Common Name: candia tulip 
Type: Bulb
Family: Liliaceae
Native Range: East Aegean Islands, Crete, Turkey
Zone: 3 to 8
Height: 0.50 to 0.75 feet
Spread: 0.50 to 0.75 feet
Bloom Time: April
Bloom Description: Rosy pink to pale lilac
Sun: Full sun
Water: Medium
Maintenance: Low
Suggested Use: Naturalize
Flower: Good Cut
Tolerate: Black Walnut


Easily grown in average, medium, well-drained soil in full sun. Best in somewhat gritty soils and generally tolerant of poor soils as long as drainage is good. Plant bulbs 5-6” deep in fall. Remove flower stems promptly after bloom to prevent seed formation, but leave foliage in place until it yellows. This species tulip is stoloniferous and will naturalize itself in the garden and perform well over a longer period of years than most of the hybrid tulips sold in commerce today.

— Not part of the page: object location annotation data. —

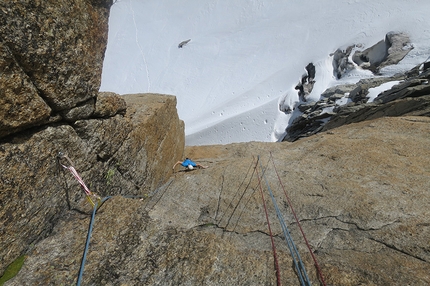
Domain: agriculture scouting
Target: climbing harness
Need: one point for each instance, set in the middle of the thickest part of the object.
(298, 223)
(297, 260)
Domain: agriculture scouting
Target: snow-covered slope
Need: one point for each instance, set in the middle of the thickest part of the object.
(245, 56)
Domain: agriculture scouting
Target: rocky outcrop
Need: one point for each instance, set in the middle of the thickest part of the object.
(410, 97)
(125, 154)
(359, 191)
(51, 57)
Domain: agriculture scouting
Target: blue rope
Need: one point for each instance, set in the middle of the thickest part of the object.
(297, 260)
(87, 244)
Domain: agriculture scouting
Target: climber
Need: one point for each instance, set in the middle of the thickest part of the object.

Noteworthy Characteristics

Tulipa saxatilis is native to rocky fields in Crete. It is a low-growing species tulip (Division 15) that produces mildly fragrant, flattened cup-shaped, pale lilac flowers (1-4 flowers per stem) with yellow inside basal blotches edged with white. Fully open flowers have a star-like appearance. Flowers appear on 8-10" stems in April. Glossy green leaves.

Genus name comes the Latinized version of the Turkish name tulbend meaning a turban.

Specific epithet means found among rocks.


No serious insect or disease problems. Gray mold, stem rot and basal rot are occasional problems.


Rock gardens. Also effective in beds, border fronts or around trees or shrubs. This compact tulip is effective in small groupings of at least 12-15 bulbs or massed into larger drifts. Can be naturalized in cottage gardens or wild gardens.